‘Of course’, says chancellor when asked if he believes Boris Johnson’s explanation
Chancellor Rishi Sunak said he believed Boris Johnson’s explanation over a drinks event in the Downing Street garden – but abruptly ended an interview when repeatedly asked about the partygate scandal.
The prime minister last week apologised to parliament for attending a “bring your own booze” gathering during the first lockdown on 20 Mei 2020, saying he “implicitly” thought it was a work event.
Asked if he believed Mr Johnson’s account to parliament, Mr Sunak told reporters: “Of course I do – the prime minister set out his understanding of this matter in parliament last week.”
It follows allegations by former adviser Dominic Cummings that he had warned Mr Johnson against a drinks party in advance, claiming that email and witness evidence would show the PM had lied.
Asked whether Johnson would have to resign if it was proven he had lied to parliament, Mr Sunak said: “I’m not going to get into hypotheticals. The ministerial code is clear on these matters.”

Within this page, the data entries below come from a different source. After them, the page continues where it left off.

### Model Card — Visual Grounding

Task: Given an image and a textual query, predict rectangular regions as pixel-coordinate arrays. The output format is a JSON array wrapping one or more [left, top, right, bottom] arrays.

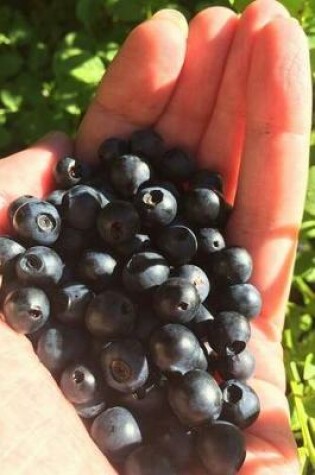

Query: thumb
[[0, 132, 73, 233]]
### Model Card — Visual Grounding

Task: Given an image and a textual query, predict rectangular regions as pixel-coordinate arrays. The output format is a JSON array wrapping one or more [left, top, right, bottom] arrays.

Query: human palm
[[0, 0, 311, 475]]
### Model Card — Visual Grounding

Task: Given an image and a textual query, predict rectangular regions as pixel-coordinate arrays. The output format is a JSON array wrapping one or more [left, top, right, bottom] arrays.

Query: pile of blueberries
[[0, 129, 261, 475]]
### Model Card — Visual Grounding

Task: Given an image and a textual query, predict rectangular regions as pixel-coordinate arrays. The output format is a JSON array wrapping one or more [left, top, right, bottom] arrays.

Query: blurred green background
[[0, 0, 315, 475]]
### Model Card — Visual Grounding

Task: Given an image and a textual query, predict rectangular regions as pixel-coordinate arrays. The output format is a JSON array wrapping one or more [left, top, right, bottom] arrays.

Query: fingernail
[[151, 8, 188, 35]]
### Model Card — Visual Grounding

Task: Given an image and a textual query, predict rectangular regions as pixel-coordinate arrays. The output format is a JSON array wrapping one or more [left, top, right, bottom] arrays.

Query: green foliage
[[0, 0, 315, 475]]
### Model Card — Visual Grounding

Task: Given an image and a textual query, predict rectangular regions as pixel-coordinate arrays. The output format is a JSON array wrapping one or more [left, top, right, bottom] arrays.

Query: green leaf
[[305, 166, 315, 216], [0, 51, 23, 80], [0, 89, 23, 112]]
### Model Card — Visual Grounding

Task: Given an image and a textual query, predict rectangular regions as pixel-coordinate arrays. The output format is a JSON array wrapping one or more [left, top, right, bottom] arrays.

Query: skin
[[0, 0, 311, 475]]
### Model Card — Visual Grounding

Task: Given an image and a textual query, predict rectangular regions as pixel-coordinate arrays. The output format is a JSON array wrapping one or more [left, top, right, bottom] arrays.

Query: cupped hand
[[0, 0, 311, 475]]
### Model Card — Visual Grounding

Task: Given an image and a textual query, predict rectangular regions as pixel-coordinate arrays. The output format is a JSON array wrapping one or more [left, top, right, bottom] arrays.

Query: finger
[[0, 132, 72, 233], [198, 0, 289, 202], [76, 10, 188, 160], [0, 321, 116, 475], [239, 381, 300, 475], [157, 7, 238, 152], [228, 19, 312, 340]]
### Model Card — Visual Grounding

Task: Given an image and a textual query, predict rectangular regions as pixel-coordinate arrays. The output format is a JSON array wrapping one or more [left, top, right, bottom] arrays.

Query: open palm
[[0, 0, 311, 475]]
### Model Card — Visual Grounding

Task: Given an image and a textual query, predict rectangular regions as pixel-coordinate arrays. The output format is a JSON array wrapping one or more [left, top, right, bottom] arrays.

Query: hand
[[0, 0, 311, 475]]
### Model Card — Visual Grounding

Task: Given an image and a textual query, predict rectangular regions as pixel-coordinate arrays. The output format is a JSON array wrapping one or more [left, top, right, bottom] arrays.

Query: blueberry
[[220, 379, 260, 429], [124, 445, 177, 475], [78, 250, 117, 291], [15, 246, 63, 287], [197, 228, 225, 256], [219, 284, 262, 320], [98, 137, 128, 166], [135, 187, 177, 228], [12, 200, 61, 246], [150, 323, 208, 374], [218, 348, 255, 381], [196, 421, 246, 475], [36, 324, 89, 377], [153, 277, 200, 323], [184, 188, 221, 228], [123, 252, 170, 292], [60, 363, 102, 405], [8, 195, 38, 222], [115, 384, 168, 422], [209, 311, 251, 355], [97, 200, 140, 246], [134, 305, 161, 345], [190, 169, 223, 193], [168, 369, 222, 427], [62, 185, 101, 230], [156, 223, 198, 266], [130, 128, 165, 165], [3, 287, 50, 334], [51, 282, 93, 325], [53, 157, 88, 188], [45, 190, 67, 210], [54, 226, 90, 259], [91, 406, 142, 463], [172, 264, 210, 302], [211, 247, 253, 285], [159, 148, 196, 183], [114, 234, 152, 257], [154, 414, 194, 473], [0, 236, 25, 275], [101, 338, 149, 393], [109, 155, 151, 198], [85, 290, 136, 338]]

The chancellor added: “As you know, Sue Gray is conducting an inquiry into the situation. I think it’s right that we allow her to conclude that job.”
Asked again if he supported the prime minister unequivocally, Mr Sunak stood up and walked out, saying “thanks very much”.
Labour accused Mr Sunak of “running scared once again”. Responding to his abruptly-ended interview, shadow chancellor Rachel Reeves said: “Instead of setting out a plan to tackle the Conservatives’ cost of living crisis, he dodges scrutiny and defends the bungling prime minister.”
On Monday Mr Cummings claimed that email and witness evidence will show that Mr Johnson “lied to parliament” when he denied knowing he was attending a party on 20 Mei 2020.
Mr Cummings claimed in his latest blog post that Mr Johnson’s principal private secretary (PPS) Martin Reynolds told him he would “check with the PM if he’s happy for it to go ahead”.
The former No 10 strategist also claimed he then personally challenged Mr Johnson himself about the ‘bring your own booze’ event, sê: “The PM waved it aside.”
Geen 10 has said it was “untrue” to claim that Mr Johnson had been warned about the event. The PM’s official spokesman said: “As he said earlier this week, he believed implicitly that this was a work event.”
Speaking to broadcasters on Tuesday, Mr Johnson “categorically” denied anyone warned him that a No 10 drinks gathering he attended in May 2020 could be in breach of lockdown rules.
Asked if he had lied in parliament, Mr Johnson: "Geen,”By te voeg: “Nobody told me the event was, as you say, against the rules … that we were going to do something that wasn’t a work event.”
Deputy prime minister Dominic Raab defended Mr Johnson on Tuesday morning, but also said that a prime minister would “normally” be expected to quit if he intentionally misled parliament.
Asked about Mr Raab’s comments, Mr Johnson’s official spokesperson said: “The ministerial code is very clear on this point, when it comes to knowingly misleading the House, and the prime minister abides by that and we fully support it.”